To combat Trump, Clinton suggested that Harris go on the offensive, arguing that this would hit directly at Trump’s weaknesses.

“She just should not be baited. She should bait him. He can be rattled,” Clinton told the Times. “He doesn’t know how to respond to substantive, direct attacks.”

Earlier this week, Harris reluctantly agreed to ABC News’ debate rules, which state that candidates’ microphones will only be turned on when it is their turn to speak. That rule had also been implemented in Trump’s June debate against President Joe Biden, who was the presumptive Democratic nominee before his disastrous debate performance led him to drop his reelection bid.

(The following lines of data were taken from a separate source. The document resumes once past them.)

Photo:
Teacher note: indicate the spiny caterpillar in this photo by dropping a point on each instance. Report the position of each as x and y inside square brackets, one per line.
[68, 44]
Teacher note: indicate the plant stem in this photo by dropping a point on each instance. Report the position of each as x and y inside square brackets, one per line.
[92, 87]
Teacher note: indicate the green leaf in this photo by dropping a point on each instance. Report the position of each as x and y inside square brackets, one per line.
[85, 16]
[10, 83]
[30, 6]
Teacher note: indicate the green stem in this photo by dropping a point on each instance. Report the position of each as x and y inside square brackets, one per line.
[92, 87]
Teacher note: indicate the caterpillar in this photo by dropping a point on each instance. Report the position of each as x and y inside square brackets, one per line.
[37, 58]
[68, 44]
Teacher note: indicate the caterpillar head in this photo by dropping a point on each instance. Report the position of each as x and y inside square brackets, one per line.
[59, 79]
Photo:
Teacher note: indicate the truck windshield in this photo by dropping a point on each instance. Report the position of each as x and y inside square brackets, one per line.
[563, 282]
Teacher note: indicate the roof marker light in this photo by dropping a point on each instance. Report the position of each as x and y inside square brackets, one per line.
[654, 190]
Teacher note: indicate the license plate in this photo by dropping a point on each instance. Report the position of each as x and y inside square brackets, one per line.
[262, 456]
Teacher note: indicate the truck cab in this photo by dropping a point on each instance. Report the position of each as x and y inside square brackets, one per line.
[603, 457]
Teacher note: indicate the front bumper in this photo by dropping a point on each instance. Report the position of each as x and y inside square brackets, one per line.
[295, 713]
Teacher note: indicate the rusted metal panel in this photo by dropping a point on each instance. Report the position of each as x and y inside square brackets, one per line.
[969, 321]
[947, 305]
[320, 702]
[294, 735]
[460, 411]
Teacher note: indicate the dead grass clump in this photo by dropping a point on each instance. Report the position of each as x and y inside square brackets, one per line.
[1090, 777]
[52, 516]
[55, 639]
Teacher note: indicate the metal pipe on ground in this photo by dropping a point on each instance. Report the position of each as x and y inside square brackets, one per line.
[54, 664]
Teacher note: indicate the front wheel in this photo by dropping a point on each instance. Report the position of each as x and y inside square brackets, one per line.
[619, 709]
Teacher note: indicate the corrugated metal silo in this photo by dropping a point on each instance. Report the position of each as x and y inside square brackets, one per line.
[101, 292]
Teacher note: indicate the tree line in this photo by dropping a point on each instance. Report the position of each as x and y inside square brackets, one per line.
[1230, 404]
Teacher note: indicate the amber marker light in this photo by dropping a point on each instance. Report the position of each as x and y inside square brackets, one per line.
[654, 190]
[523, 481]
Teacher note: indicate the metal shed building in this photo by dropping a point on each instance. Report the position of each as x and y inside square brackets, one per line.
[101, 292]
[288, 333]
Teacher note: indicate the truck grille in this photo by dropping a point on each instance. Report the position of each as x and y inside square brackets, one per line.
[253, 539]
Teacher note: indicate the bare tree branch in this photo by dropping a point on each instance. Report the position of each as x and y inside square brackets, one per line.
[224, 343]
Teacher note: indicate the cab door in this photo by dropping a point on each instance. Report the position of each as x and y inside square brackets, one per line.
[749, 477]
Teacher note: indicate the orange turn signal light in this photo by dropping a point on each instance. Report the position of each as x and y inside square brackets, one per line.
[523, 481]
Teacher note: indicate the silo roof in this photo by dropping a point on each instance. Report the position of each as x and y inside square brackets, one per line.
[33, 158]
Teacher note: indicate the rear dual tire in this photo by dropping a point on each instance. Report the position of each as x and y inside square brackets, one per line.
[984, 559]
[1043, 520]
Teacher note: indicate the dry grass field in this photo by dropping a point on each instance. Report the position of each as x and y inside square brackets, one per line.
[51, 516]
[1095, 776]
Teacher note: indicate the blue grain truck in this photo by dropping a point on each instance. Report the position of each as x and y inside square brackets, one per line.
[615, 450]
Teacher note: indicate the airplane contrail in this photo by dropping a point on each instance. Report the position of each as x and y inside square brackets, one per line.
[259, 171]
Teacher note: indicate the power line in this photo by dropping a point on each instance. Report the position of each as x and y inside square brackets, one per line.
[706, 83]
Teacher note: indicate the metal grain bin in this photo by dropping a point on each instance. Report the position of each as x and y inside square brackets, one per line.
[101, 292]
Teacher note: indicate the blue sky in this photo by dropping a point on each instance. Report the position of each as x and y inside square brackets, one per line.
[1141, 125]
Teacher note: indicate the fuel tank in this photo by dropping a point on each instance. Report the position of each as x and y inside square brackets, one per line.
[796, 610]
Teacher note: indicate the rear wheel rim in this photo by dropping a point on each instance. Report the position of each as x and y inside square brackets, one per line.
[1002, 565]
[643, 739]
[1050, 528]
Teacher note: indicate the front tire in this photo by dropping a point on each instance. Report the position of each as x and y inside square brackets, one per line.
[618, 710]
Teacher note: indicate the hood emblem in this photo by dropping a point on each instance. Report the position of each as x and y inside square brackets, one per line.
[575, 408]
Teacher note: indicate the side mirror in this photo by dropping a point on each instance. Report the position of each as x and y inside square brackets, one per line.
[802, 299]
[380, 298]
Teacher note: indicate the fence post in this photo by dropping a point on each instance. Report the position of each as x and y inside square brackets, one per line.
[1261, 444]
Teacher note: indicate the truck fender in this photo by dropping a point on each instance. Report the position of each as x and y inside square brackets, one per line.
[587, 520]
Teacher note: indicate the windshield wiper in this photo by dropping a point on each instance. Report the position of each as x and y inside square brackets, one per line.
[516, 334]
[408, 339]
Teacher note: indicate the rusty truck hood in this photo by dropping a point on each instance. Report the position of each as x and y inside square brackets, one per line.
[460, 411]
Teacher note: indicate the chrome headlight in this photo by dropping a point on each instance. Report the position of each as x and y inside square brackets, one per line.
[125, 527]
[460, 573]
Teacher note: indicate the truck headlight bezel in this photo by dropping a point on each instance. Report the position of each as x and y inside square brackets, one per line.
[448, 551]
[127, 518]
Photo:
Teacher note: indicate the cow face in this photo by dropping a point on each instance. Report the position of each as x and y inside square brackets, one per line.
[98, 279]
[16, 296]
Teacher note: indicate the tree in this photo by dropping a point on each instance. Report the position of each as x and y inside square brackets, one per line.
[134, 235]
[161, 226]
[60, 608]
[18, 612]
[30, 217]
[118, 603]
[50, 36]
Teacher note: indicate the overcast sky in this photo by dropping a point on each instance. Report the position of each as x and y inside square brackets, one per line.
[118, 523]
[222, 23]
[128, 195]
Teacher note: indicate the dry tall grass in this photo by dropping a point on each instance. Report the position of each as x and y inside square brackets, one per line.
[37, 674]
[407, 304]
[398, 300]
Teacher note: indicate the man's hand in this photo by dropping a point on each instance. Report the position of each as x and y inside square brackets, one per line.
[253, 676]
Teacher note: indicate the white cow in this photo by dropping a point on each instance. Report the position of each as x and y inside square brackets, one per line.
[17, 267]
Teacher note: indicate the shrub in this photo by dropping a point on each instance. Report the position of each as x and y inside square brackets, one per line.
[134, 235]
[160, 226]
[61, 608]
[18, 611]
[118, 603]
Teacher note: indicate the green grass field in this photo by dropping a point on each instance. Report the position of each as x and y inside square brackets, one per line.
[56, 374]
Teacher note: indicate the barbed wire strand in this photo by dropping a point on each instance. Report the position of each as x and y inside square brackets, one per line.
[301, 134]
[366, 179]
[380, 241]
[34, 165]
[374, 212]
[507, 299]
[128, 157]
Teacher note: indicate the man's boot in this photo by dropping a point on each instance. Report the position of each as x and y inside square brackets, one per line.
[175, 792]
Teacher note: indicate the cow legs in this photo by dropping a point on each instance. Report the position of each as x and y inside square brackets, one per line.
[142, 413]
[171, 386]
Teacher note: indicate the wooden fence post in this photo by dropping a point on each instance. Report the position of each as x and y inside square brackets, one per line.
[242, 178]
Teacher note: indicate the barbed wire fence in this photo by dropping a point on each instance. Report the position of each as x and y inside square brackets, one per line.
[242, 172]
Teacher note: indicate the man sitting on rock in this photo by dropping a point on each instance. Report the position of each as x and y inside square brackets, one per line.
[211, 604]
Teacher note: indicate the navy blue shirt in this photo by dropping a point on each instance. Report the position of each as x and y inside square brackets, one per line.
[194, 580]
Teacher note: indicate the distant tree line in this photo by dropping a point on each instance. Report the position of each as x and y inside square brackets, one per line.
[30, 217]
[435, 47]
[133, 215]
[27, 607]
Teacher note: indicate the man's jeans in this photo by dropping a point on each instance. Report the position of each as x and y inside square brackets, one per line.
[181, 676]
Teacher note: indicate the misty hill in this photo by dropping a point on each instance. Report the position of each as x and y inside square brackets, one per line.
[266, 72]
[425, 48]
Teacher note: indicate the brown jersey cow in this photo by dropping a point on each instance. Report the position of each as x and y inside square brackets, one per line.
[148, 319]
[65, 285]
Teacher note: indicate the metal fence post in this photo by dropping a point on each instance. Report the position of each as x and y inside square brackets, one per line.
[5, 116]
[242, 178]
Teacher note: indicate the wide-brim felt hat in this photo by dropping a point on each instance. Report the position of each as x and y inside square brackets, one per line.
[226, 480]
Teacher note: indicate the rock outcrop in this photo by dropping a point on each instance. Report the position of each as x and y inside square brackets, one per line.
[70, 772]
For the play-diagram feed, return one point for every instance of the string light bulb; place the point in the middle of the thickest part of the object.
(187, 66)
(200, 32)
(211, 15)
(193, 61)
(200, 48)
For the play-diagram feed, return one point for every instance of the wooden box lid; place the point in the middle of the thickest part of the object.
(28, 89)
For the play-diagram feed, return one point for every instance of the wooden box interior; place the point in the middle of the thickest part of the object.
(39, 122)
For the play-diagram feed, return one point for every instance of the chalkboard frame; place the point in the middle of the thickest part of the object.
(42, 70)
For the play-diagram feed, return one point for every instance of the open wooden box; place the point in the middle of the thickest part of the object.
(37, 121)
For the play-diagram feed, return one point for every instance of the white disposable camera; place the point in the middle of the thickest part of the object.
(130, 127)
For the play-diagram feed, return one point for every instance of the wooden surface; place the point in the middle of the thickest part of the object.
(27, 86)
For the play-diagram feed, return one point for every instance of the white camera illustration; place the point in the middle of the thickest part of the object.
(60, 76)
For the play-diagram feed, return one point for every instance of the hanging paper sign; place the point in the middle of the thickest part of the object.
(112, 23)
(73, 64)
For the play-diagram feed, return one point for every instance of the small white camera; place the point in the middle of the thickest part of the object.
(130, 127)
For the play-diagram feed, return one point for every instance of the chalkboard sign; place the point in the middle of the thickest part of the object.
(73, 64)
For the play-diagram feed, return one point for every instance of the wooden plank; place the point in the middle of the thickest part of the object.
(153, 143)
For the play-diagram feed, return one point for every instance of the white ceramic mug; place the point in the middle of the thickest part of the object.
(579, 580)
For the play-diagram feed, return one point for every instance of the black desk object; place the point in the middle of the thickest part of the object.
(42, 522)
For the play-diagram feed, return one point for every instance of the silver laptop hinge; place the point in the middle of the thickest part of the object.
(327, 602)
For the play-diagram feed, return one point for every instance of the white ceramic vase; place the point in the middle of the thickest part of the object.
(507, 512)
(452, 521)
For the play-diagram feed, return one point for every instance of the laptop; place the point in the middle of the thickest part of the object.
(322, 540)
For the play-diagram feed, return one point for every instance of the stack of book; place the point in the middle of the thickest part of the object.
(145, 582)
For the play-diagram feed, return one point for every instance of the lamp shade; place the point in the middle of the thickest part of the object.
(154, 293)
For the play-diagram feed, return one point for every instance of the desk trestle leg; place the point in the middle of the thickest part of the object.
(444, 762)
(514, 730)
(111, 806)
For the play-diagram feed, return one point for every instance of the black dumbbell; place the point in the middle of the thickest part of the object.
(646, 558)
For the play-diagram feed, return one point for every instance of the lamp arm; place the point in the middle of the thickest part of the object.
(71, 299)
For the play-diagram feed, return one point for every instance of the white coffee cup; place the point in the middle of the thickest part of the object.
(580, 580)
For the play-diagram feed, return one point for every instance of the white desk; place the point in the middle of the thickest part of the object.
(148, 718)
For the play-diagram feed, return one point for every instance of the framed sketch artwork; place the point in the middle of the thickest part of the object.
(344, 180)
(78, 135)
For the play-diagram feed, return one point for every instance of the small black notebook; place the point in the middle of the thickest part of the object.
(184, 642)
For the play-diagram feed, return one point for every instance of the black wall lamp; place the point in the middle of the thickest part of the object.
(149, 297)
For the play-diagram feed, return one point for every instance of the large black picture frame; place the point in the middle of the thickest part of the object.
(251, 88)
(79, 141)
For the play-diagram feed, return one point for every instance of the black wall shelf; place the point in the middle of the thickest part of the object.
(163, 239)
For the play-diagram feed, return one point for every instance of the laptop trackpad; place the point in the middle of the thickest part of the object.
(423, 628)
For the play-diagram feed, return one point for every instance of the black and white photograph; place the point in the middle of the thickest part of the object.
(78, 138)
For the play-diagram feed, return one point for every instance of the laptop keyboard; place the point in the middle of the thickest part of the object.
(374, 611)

In a letter to ABC News, Harris’ campaign said that the vice president would be “fundamentally disadvantaged” by the format of the debate, “which will serve to shield Donald Trump from direct exchanges with [Harris].”

Her camp further said that it agreed to the format because Trump “is a risk to skip the debate altogether,” adding, “We do not want to jeopardise the debate.”

The Trump campaign, for its part, said in a statement that “We are thrilled that Kamala Harris and her team of Biden campaign leftovers ... have finally accepted the already agreed upon rules of the debate,” nodding to Biden’s earlier preference for muted microphones.

During the 2016 and 2020 presidential debates, Trump was known to frequently interrupt Clinton, Biden and moderators, who struggled to tame Trump’s aggression. An analysis by The Washington Post’s The Fix estimated that Trump was responsible for more than three-fourths of the interruptions that took place during one 2020 debate, with Biden accounting for the rest.

In a September 2016 debate against Clinton, Vox found that Trump interrupted her 51 times, with 25 of those disruptions happening in the first 26 minutes of the event. Clinton, on the other hand, was recorded interrupting Trump 17 times.

In the Times interview, Clinton pointed to a moment in an October 2016 debate when she called Trump a “puppet” for Russian President Vladimir Putin, citing this as an example of how to expose Trump’s weaknesses.

“I mean, when I said he was a Russian puppet and he just sputtered onstage,” Clinton told the paper, “I think that’s an example of how you get out a fact about him that really unnerves him.”

During that infamous debate, Trump claimed that Putin had “no respect” for the former secretary of state, to which Clinton replied, “That’s because he’d rather have a puppet as president of the United States.”

As Clinton continued to speak, Trump talked over her, saying: “No puppet, no puppet. You’re the puppet.”

Harris and Trump are scheduled to meet at the National Constitution Center in Philadelphia for Tuesday’s debate, hosted by ABC News.